Я едва мог поверить, но это слишком явно читалось по выражению его лица, слишком отчетливо слышалось в ровном звучании его голоса, чтобы ошибиться: Финеас был потрясен тем, что я могу уехать. В определенном смысле он во мне нуждался. Да, я был ему нужен. Я, человек, заслуживающий доверия менее, чем кто бы то ни было из его знакомых. Я это знал; и он, вероятно, тоже. Я ведь сам ему об этом сказал. Сказал. Сам. Но ни в лице, ни в голосе его не было даже обманной отчужденности. Он хотел, чтобы я был рядом. И война тут же словно отдалилась от меня; мечты о поступлении в армию, о бегстве, о том, чтобы начать все с нуля, утратили для меня всякое значение.
– Конечно, ты сам прекрасно справишься в ду́ше, – сказал я, – но какая разница? Пойдем вместе. Бринкер вечно… Бринкер всегда хочет быть первым. Завербоваться! Что за бредовая идея! Просто Бринкер и тут хочет всех обскакать. Да я бы не пошел с ним записываться, даже если бы он был старшим сыном генерала Макартура.
Бринкер надменно выпрямился.
– А кто я, по-твоему, есть?
Но Финни этого уже не слышал. Его лицо при моих словах расплылось в ослепительной широкой улыбке, озарившей все лицо.
– Записываться в армию! – гнул я дальше. – Да я бы не пошел с ним, даже если бы он был Эллиотом Рузвельтом[16]
.– Двоюродным племянником, – огрызнулся Бринкер.
– Он не пошел бы с тобой записываться, – вставил Финни, – даже если бы ты был мадам Чан Кайши.
– Ну, – уточнил я вполголоса, – вообще-то он
– Ой, держите меня! – закричал Финни, изображая потрясение, изумление и ужас. – Кто бы мог подумать! Китаец. «Желтая угроза» здесь, в Девоне!
И если что-то от нашего разговора осталось в истории Девонской школы образца 1943 года, так это то, что Бринкер Хедли тоже наконец-то обрел кличку, после того как в течение четырех лет раздавал их другим. «Желтая Угроза Хедли» – эта кличка распространилась по школе со скоростью эпидемии гриппа, и надо отдать должное Бринкеру, он отнесся к ней довольно спокойно. Единственное, чего он терпеть не мог, – так это если его сокращенно называли просто Желтым, а не просто Угрозой.
Все это я забыл через неделю, зато я никогда с тех пор не забывал ошеломленного выражения лица Финни, когда он подумал, что в первый же день по его возвращении в Девон я собрался его покинуть. Я не знал, почему он выбрал меня, почему только мне считал возможным открывать самые унизительные стороны своей физической неполноценности. Да мне это было и неважно. Потому что война больше не разъедала мирной летней тишины, которую я так ценил в Девоне. И хотя игровые поля были покрыты коркой слежавшегося снега толщиной в целый фут и река представляла собой твердую белесо-серую ленту льда, вьющуюся между голыми деревьями, для меня в Девон вернулся мир.

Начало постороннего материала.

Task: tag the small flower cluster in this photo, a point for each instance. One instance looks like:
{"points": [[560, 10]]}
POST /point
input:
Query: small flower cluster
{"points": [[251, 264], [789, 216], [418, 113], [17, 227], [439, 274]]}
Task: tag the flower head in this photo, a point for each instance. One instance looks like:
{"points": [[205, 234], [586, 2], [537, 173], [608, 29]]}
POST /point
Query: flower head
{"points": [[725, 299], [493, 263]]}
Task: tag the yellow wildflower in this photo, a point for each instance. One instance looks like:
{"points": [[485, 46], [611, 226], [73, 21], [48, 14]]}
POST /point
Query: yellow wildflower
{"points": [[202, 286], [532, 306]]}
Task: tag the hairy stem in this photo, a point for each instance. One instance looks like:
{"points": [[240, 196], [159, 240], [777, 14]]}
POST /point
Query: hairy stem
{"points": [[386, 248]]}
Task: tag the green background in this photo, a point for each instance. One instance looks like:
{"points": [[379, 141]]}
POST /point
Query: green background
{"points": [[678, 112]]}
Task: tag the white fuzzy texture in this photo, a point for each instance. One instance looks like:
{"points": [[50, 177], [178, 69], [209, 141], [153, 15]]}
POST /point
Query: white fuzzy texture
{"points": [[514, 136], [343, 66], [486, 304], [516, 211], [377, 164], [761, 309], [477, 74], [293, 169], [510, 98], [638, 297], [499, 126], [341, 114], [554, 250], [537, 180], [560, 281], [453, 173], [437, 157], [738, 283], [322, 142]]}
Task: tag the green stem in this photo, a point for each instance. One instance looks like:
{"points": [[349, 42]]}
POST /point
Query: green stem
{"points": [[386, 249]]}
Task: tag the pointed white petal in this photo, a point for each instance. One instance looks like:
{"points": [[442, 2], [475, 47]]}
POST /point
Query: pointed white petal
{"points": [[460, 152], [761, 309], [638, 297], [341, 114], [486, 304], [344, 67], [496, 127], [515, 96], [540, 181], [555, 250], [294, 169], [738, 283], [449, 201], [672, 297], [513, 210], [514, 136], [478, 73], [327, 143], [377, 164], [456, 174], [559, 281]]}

Война налетела на нас, словно морской вал, несущийся к берегу, набирающий мощь и увеличивающийся в размере, ошеломляющий в своем натиске, кажущийся неотвратимым, а потом, в последний момент, отклоняющийся в сторону по велению Финеаса; я просто поднырнул под волну – и все, накопленная ею сила прокатилась над моей головой, наверняка грубо выбросив на берег других и оставив меня мирно качаться на поверхности воды, как прежде. Но я не переставал думать о том, что за одной волной неизбежно последует другая, еще более высокая и мощная, – стоит лишь начаться приливу.
– А я люблю зиму, – в четвертый раз заверил меня Финни, когда мы тем утром возвращались из часовни.
– Зато она тебя не любит.
Большинство дорожек на школьной территории было покрыто деревянными настилами – для удобства и безопасности, но на них повсюду образовались наледи. Стоило Финни чуть-чуть промахнуться, ставя костыль, и он рухнул бы на обледеневшие доски или в покрытый ледяной коркой снег.
Даже помещения Девона для него представляли собой скопище ловушек. Благодаря крупному наследству, завещанному школе несколькими годами ранее неким семейством нефтепромышленников, она была существенно перестроена в стиле пуританской монументальности – словно кто-то приспособил Версаль для нужд воскресной школы. Парадоксально суровая пышность выдавала двойственную суть школы – точно так же, как по-своему эту двойственность символизировали две реки, оседланные ею. Снаружи ее здания казались молчаливо-сдержанными: строгие прямые линии краснокирпичной кладки или деревянной обшивки, со ставнями, стоявшими как часовые по обе стороны каждого окна, с несколькими непритязательными куполами, там и сям разбросанными по крышам, обязательными и некрасивыми, как шапка пилигрима.